Understanding business cycles

In his book Recessions and Depressions: Understanding Business Cycles, Todd A. Knoop points out that a Rational Expectations perspective does not necessarily require that all segments of society are rational or use all available information:

Those who are rational will take advantage of the profit opportunities created by those who are consistently making mistakes.

In other words, the failure of some individuals to act on the future effects of policies  will create profit opportunities for people who do anticipate such effects.  This is an important observation because it highlights how public policies can be rendered ineffective without having to assume that all people are forward-looking, rational individuals.

The book also contains a useful observation about the effect of random shocks on business cycles:

It might seem strange that random shocks to productivity can create business cycle swings.
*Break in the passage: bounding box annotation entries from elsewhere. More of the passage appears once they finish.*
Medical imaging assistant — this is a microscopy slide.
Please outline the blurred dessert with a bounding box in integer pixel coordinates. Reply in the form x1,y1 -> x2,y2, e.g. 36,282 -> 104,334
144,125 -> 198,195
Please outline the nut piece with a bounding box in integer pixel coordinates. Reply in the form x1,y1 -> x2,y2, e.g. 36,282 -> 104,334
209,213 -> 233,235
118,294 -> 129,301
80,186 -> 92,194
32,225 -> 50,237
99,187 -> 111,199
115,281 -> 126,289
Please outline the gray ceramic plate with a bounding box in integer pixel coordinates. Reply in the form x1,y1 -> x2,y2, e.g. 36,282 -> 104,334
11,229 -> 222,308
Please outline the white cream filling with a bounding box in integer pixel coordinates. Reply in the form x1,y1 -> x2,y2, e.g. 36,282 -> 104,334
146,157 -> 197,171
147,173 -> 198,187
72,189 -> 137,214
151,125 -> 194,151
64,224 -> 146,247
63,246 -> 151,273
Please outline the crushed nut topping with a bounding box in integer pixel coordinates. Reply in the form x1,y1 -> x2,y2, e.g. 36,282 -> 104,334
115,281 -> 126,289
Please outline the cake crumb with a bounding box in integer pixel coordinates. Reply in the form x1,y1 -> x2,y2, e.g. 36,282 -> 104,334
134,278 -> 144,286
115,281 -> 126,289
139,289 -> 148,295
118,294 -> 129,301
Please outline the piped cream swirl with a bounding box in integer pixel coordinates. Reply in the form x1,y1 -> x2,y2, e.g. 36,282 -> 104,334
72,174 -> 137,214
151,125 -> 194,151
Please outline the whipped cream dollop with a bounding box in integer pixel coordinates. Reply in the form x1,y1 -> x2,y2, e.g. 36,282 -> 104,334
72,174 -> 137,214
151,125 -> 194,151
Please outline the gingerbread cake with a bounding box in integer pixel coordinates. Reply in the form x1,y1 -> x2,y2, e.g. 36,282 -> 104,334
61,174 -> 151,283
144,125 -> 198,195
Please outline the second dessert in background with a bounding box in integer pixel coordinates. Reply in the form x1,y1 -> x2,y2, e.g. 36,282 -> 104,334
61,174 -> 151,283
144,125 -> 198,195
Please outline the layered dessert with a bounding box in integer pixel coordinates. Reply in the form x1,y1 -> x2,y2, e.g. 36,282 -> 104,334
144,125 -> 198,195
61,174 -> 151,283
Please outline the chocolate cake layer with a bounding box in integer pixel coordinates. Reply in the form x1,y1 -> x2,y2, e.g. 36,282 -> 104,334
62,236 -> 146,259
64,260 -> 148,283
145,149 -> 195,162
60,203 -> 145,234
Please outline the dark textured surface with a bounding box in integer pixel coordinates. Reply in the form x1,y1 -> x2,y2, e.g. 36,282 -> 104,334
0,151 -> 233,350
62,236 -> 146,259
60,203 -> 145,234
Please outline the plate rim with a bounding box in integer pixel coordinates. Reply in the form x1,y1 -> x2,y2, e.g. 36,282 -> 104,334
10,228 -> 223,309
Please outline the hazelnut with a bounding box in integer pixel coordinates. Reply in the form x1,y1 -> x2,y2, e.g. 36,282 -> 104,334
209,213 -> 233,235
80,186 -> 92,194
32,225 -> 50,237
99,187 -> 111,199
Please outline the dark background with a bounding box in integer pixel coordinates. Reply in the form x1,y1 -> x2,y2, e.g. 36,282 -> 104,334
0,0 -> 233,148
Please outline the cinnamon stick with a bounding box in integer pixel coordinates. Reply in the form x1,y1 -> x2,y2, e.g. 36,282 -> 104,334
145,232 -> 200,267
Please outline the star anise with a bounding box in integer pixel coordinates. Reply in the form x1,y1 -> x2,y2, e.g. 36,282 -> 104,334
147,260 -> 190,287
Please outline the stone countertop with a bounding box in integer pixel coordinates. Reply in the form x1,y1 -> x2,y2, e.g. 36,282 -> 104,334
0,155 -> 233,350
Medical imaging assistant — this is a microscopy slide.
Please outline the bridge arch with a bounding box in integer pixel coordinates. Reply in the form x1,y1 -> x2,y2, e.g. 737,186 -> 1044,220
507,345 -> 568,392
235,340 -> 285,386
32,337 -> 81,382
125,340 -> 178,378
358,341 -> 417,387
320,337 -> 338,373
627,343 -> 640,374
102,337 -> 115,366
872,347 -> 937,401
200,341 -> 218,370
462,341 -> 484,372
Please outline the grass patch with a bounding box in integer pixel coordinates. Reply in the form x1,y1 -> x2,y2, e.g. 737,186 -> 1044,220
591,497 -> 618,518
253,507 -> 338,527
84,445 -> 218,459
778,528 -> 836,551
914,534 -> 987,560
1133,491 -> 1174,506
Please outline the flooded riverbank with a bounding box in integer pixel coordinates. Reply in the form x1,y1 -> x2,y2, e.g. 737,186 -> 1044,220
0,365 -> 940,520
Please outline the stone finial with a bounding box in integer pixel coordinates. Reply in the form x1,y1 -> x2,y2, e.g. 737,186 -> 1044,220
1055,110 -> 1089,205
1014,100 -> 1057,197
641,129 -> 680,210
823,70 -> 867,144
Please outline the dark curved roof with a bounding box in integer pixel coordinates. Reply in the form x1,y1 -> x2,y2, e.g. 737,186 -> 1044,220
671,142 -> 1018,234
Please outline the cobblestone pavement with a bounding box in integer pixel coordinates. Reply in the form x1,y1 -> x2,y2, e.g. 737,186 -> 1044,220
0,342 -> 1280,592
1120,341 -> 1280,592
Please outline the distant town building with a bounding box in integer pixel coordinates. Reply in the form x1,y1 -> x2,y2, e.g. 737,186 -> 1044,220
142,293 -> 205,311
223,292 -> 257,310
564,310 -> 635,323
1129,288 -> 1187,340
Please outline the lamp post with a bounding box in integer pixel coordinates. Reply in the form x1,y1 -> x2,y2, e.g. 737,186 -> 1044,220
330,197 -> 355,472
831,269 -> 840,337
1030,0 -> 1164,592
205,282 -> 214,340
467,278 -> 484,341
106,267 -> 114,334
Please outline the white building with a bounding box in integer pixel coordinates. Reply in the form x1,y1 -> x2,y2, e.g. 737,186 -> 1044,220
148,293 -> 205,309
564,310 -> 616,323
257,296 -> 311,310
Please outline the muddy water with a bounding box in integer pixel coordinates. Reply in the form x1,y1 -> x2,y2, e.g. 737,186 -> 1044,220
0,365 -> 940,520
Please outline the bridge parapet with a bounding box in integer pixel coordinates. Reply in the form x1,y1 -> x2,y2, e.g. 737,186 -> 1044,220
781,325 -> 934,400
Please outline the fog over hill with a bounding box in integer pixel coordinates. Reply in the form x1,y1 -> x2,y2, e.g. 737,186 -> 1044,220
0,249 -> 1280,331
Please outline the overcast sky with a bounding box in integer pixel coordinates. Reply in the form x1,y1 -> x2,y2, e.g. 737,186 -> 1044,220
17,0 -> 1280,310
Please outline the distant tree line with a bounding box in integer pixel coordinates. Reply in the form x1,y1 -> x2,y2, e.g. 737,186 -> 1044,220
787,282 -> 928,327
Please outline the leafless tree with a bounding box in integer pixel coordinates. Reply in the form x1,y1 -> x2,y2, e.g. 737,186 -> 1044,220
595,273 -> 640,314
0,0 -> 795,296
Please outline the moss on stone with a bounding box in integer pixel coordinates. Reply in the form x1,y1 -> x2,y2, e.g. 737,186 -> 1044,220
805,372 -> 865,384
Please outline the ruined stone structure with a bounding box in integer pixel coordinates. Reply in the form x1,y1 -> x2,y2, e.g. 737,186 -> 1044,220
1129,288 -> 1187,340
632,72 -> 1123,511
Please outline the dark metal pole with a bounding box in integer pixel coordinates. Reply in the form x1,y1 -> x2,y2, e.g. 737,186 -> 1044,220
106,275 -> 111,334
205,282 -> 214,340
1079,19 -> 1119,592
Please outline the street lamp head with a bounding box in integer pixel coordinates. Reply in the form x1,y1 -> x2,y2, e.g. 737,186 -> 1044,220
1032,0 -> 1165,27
Shouldn’t every negative shock be quickly offset by some positive shock? The answer is, no. Economists and statisticians have long known that if you flip a coin 20 times, cyclical patterns will emerge. There will be series of heads that follow each other just as there will be series of tails. If productivity is a random variable, then it is not surprising that economies exhibit cyclical patterns. Persistent business cycles can come about as a result of the luck that is inherent in any random process.

The existence of business cycles as such in unregulated economies does not necessarily constitute “market failure.”  In its most simplistic form, such a view of market failure would be akin to saying that free markets fail because they are not immune to meteorite attacks.
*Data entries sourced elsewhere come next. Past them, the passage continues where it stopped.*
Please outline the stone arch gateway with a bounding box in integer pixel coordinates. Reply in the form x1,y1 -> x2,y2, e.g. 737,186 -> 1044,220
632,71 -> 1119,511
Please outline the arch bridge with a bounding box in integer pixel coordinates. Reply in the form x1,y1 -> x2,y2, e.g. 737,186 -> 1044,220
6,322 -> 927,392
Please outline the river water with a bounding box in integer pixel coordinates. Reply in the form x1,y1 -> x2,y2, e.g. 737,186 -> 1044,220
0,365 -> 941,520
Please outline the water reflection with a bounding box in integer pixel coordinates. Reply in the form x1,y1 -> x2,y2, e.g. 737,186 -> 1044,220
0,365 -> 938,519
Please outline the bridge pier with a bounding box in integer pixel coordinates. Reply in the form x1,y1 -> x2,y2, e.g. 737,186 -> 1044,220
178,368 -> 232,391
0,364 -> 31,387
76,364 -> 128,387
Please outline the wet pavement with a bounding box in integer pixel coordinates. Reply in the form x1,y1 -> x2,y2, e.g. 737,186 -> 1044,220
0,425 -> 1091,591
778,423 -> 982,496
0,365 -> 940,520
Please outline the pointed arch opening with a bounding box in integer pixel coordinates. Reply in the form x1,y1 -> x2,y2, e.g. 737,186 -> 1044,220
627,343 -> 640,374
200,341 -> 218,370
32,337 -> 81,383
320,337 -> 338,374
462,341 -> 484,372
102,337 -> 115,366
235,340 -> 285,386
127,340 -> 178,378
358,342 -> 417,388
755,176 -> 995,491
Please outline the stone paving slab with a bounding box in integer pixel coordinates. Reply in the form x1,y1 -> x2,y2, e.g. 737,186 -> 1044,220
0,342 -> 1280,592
But at the end of his chapter on Rational Expectations Knoop states that

rational expectations in an imperfectly competitive model of the economy can have much different implications….It is not necessarily rational expectations but the Rational Expectations model of perfectly flexible markets that generates what many economists consider to be implausible results.

Any model that assumes competitive markets will lead to implausible results if it is used to predict how individuals behave in an economy where government policies adversely affect the operation of markets. This does not invalidate models of perfect competition but highlights the need for models that reconcile the postulate of rationality with imperfect markets, provided such models do not claim to be actual descriptions of laissez-faire economics.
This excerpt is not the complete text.